Sunday Problem #28
Published 13 Dec 2020 by
(last edited 27 Dec 2020)
Sometimes it is good to spend time and effort trying to solve difficult problems. Even if you are unable to find the solution, this will improve your reading and, more importantly, help build character in a way that you will get less demotivated by difficult game positions.
This problem was first shown to me by ‘Bass’, a Finnish go player, more than ten years ago; he liked to call it the
Aivovamma, or ‘Brain damage’ problem. Don’t expect to solve it in five minutes.
Black to play.
Failure Black is unable to save her two stones, as shown in this diagram. Up to 4, four black stones cannot avoid getting captured, and the white group will get two eyes. The lower-side white group is in fact unconditionally alive, and so the best Black can do is get her own group to live. Solution
Solution (1) The eye-removing move of 1 is Black’s strongest move. After this, we have an interesting subproblem of how White can possibly live; the sequence of 2–8, aiming to utilise an under-the-stones tesuji, is the solution. If instead of 4 White plays 5, Black plays 4, and the white group will simply die. Alternatively, if instead of 6 White plays 7, Black plays 6 and White ends up with a large eye in a capturing race. However, the outer black group has more liberties, and so this would also lead to White’s getting captured.
Solution (2) After White captures four black stones, the black cut of 9 may seem severe at first, but white 10 sets up the under-the-stones tesuji for two eyes.
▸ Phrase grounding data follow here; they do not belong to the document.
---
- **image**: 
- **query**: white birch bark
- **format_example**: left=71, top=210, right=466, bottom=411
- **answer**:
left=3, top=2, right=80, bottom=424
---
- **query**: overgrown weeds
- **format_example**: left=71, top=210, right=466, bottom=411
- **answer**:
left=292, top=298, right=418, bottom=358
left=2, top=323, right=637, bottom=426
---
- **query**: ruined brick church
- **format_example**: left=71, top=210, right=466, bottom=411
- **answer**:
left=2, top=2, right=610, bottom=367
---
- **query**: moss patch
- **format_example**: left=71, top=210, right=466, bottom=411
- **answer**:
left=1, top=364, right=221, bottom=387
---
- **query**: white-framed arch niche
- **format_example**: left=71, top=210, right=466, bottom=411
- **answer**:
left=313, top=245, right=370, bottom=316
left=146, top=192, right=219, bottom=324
Solution (3) The moves 12–14 follow and, while the white lower-side group lives, Black at least gets one eye in sente. The question is then, where Black can create a second eye. Black 15 looks promising, but White unleashes a severe attack with 16. In the most local sense, white 16 would deprive Black of her eye, but the surrounding shape in this problem is a bit special. After 17–22 get played, Black unleashes her final tesuji of 23. After this, White cannot prevent Black from forming her second eye; for example, white 24 fails to 25–27. Finally, Black lives.